5 years, she has completed marathons, ultramarathons and triathlons around the world. On Sunday, she completed what she calls a "bucket list," the New York City Marathon (1965) For Creffield, running 15 years meant 15 years of assault , Exclusion and misguided stereotypes. "People automatically think that you are running to lose weight, and if you do not lose weight then they are like," Why are you still fat? Health "There is this assumption that we train only for slenderness and that is not the reason for me."

Running is a therapy for Creffield she says, and she attributes the exercise to having her pulled out of her.

Another misunderstanding that Creffield does not seem to be escaping: people think she's a beginner. "They give you unprompted advice, how you can improve and they say things like: Once you've done it, it'll be easier. & # 39; And I'm like, "Well, I've been on the road for 15 years." (Related: 6 Rules for Marathon Success)

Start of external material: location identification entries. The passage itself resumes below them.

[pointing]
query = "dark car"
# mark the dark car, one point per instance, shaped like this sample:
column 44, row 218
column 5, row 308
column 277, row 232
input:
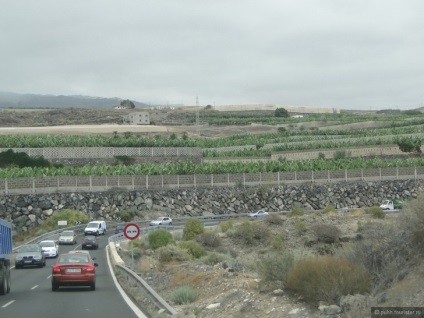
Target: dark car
column 29, row 255
column 77, row 269
column 119, row 229
column 90, row 242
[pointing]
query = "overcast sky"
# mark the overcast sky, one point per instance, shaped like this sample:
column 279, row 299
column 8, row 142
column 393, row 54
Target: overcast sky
column 356, row 54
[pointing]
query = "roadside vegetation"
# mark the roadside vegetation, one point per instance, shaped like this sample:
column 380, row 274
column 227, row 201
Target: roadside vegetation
column 322, row 269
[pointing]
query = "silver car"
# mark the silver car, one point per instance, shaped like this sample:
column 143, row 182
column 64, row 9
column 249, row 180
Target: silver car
column 163, row 220
column 29, row 255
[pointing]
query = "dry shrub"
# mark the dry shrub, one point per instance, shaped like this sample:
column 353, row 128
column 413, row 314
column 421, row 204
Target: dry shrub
column 170, row 253
column 273, row 267
column 182, row 278
column 356, row 212
column 327, row 278
column 193, row 248
column 274, row 219
column 250, row 233
column 208, row 239
column 226, row 225
column 384, row 250
column 326, row 233
column 376, row 212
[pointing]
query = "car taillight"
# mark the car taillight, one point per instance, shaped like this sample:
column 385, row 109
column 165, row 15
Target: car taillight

After years of taking disrespectful behavior and comments, Creffield realized that she had understood it. She could not be the only runner to deal with this kind of abuse had to fight. So in 2010 she launched her blog, the Fat Girls & # 39; Guide to Running. In 2013 she turned it into a business, Too Fat to Run?

The name was inspired by one of Creffield's most notable body experiences when she went to the doctor with a reclusive muscle. As soon as she started complaining of pain, the doctor suggested to do more exercise. "I thought so, 'Actually, I train for a marathon & # 39 ;, and he said,' Oh, no, you're too fat to run a marathon. & # 39; & # 39; She can decide to prove him wrong.

She calls her business a "virtual running club," or an online resource can find runners' tailor-made training programs and exercise programs. It is also a platform to connect with other women in the program. (See also: How This Woman's Attitude To Weight Loss Begins After Running)

Creffield says she always felt excluded from the running community. She has found that traditional running clubs are all about competition and not about community. They are usually just worried about being better than other clubs. This meant that every time she tried to join one, the members assumed that she would only slow them down.

This experience gave her the idea for her own business: a running club based on inclusion and support. (See also: How to use his mental strength, according to marathon record holder Deena Kastor)

By founding the Too Fat to Run? In the community, Creffield had the opportunity to connect with women who face the same body as cruelty and cruelty, something she never thought would have been possible when she first ran. She helps her clients on their travels to self-love, and she says they have inspired them to overcome self-doubt and other obstacles along the way.

Running is a metaphor for life, "says Creffield," you do not have to know how it will end, you just have to take the first step. "(Related: These are the 5 best books on running) [19659004] Key to Creffield's Success "It sets big, fat, stupid targets," she says, "working without something can be hard to motivate yourself, but when a light comes on at the end of the tunnel, it's in." She adds, "It's hard to spin around in difficult times, both in running and in life."

Her hard-earned work pays off, and achieving her wilddest goals is the greatest self-confidence, says Creffield, and she tries that feeling At times, things happen in life and I think, "That's so hard," but then I think, "Is it really that hard to run a marathon?"